At 12:00 am +0900 27/12/05, Joel Rees wrote:
I'll have to tell you a war story or two, sometime.
Unicode is a kludge. It's one of the better kludges, and evidence
that kludges make the world go round...
Just as well it doesn't rely on iso-2022-jp or us-ascii. It's not
Unicode that is the kludge; Unicode is simply the assignment of a
unique character to a large range of numbers rather than the
assignment of an arbitrary number of characters to a range any
American president can conceive of. The present temporary problems
with Unicode arise only from a long anarchic heritage of monumental
kludges.
...The frustrating thing about this is that I've been here before,
about three years back when the perl implementation wasn't quite as
complete, but I can't remember what I did, and I don't have access
to the code I built then anymore.
I have the same problem again and again with a mere hour's interval!
The script below reduces the problem to its simplest. Notice the
deadly caveats. In my experience (and I have war stories too) the
harder one tries with Perl/Unicode the worse the mess you get into.
You can probably forget about locale -- try “use encoding
(":locale")” in the script below and see what you get! -- and lots
of other things. It's certainly a jungle, and it's growing, but it's
getting tidier.
#!/usr/bin/perl
#
# In BBEdit/TextWrangler set this document's
# encoding to Japanese (Shift JIS); always open/reopen
# as Japanese (Shift JIS).
#
# In BBEdit/TextWrangler Preferences/Unix Scripting
# check “use UTF-8” for Unix Script I/O.
#
# When running in Terminal set Window Settings...

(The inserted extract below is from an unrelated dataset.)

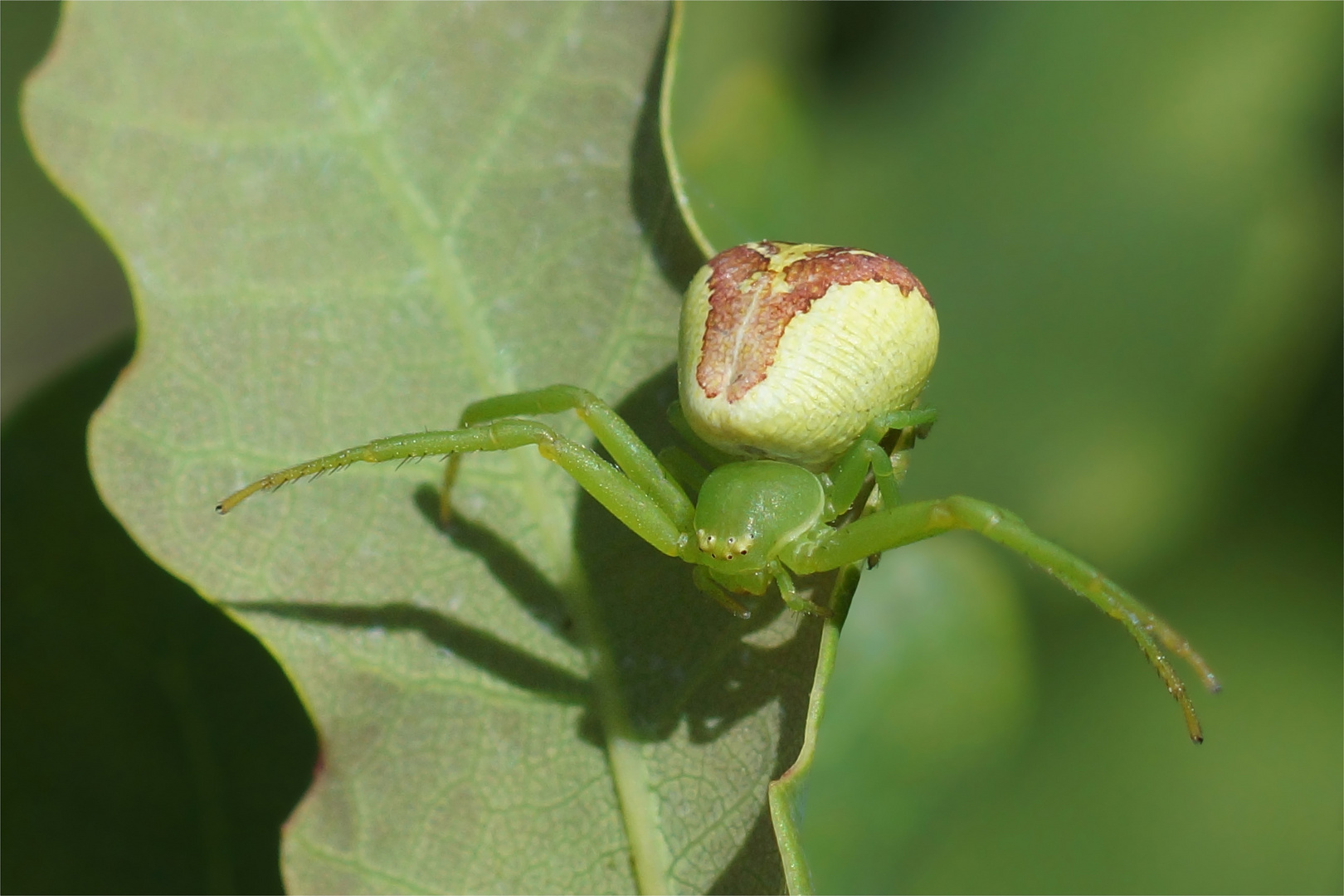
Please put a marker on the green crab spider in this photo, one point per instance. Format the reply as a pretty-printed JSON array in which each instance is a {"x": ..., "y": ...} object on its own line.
[{"x": 800, "y": 371}]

# [Display] [Character Set Encoding] to “Unicode (UTF-8)”.
#
### use utf8; # NO !!
# no encoding; # OK, optional
# binmode STDOUT, "UTF-8"; # OK, optional
### binmode STDOUT, ":utf8"; ### NO !! Quite different !!
use Encode qw~from_to~;
while (<DATA>) { /^#/ and next;
from_to ($_, "Shift_JIS", "utf8");
print
}
__DATA__
# Must not contain non-Shift_JIS characters
空欄を埋めたり、完全な文書で質問に答えたり、
一番適切に思う解答を〇で記したりする。
##################################################